I went shopping the other day, in one of those kitchy little boutiques that have all kinds of knick knacks. A shop that’s sole purpose was to cover the Earth in t-shirts and dog sweaters that say things like, “If you think I’m cute, you should see my owner!”. Truth be told, I love these stores. I love that when I walk in I immediately feel a sense of ease. Almost everyone is relaxed and smiling. Almost everyone is in the market for a #1 Mom coffee mug or a smiley face keychain. How can you NOT love a store built on happiness?

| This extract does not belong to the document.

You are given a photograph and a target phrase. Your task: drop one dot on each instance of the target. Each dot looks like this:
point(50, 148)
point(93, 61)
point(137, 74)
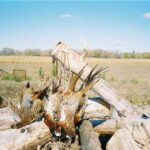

So, on this day as I browsed through keychain’s, mugs, t-shirts, and yes…a dog sweater…I saw a pin that while fun, struck me as a little sad. I wasn’t expecting that. It said, “I just want people to accept me for who I pretend to be”. It wasn’t the neon pink background and purple lettering that stopped me from smiling. It was the message…it got me thinking.
I thought, how many times would this statement have pertained to me? “I just want people to accept me for who I pretend to be”. How many smiles have I worn that weren’t real? How many times have I had to “pretend” in order to feel included? More importantly, WHY did I do it?
I view life like this…it’s all a little bit high school. For some, I think that the fear of being “unveiled” can happen at any age, and most certainly happens at young ages in school. I mean, really do we ever grow out of that phase we get into as adolescents? Wanting to be liked? Wanting to be noticed, or worse yet, to blend into the wall? This fear is born in school, travels with us through adolescence and then sets up shop in our cubes at work.
How can we be sure to show up in our lives? To have a “bring yourself to work day”? How can we break through and starve the fear and feed the confidence? The answer is simple, but it isn’t easy. Every day we can break through by simply making sure we live in each moment, answer questions with our truth and most importantly by believing who we are and what we offer has worth.
All these thoughts from one neon pink and purple pin. I would hate to see what would happen if it was a mug…or Heaven forbid, a dog sweater.